Gisela Nohl glänzte gleich in zwei Rollen. Foto: Nrodbeck Foto: Schwarzwälder-Bote

Demenz: Kölner Schauspielerin präsentiert auf dem Wimberg ein beeindruckendes Theaterstück

Die Kölner Schauspielerin Gisela Nohl gastierte mit dem Stück "Du bist meine Mutter" im Haus auf dem Wimberg. In einer Doppelrolle zeigte sie auf, wie eine Demenzerkrankung die Beziehung zwischen Mutter und Tochter ändert.

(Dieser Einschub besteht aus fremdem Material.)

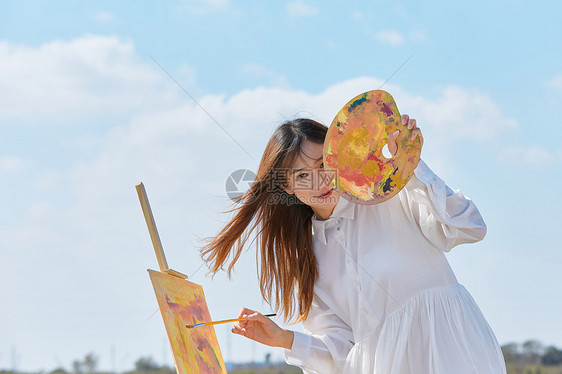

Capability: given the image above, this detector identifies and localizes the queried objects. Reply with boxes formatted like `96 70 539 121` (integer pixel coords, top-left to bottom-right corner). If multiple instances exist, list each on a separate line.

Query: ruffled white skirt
344 283 507 374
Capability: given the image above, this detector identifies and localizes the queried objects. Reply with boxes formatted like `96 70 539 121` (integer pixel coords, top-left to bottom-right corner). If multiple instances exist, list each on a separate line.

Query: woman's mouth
317 188 334 198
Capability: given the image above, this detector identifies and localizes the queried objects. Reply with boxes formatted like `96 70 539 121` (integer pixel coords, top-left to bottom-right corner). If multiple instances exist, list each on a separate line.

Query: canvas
148 270 226 374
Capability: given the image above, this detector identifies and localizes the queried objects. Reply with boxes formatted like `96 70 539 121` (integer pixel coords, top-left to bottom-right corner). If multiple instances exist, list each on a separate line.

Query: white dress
284 161 506 374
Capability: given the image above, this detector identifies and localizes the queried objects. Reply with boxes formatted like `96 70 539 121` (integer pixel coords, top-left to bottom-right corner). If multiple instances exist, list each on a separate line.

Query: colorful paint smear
324 90 421 204
148 270 226 374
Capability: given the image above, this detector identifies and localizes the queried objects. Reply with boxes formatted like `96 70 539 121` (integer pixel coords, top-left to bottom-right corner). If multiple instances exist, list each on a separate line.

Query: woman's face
285 140 339 220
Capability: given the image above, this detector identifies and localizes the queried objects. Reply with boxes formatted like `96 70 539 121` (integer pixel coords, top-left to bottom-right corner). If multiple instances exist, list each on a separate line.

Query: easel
135 183 227 374
135 182 187 279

Calw-Wimberg. "Es ist so schön, dass du hier bei mir bist. Findest du es auch schön, dass du hier bist?", fragt die an Demenz erkrankte Mutter ihre Tochter. "Ja", antwortet diese knapp. "Findest du es so schön, wie ich es finde, dass du hier bist?" "Ja – willst du noch Schokoladenpudding?" Es ist immer wieder der Schokoladenpudding, der die Gespräche zwischen Mutter und Tochter bei den Besuchen im Pflegeheim beherrscht. Denn so gerne die Tochter ihre 86-jährige Mutter besuchen kommt, so quälend fühlt es sich an, dass sich die beiden immer weniger zu sagen haben.

Auf Reise mitgenommen

Auf beeindruckende Weise stellte Nohl den Verlauf einer Demenzerkrankung dar. Dabei wurde deutlich, dass Demenz nicht nur die Betroffenen verändert, sondern auch die vielen sozialen Beziehungen.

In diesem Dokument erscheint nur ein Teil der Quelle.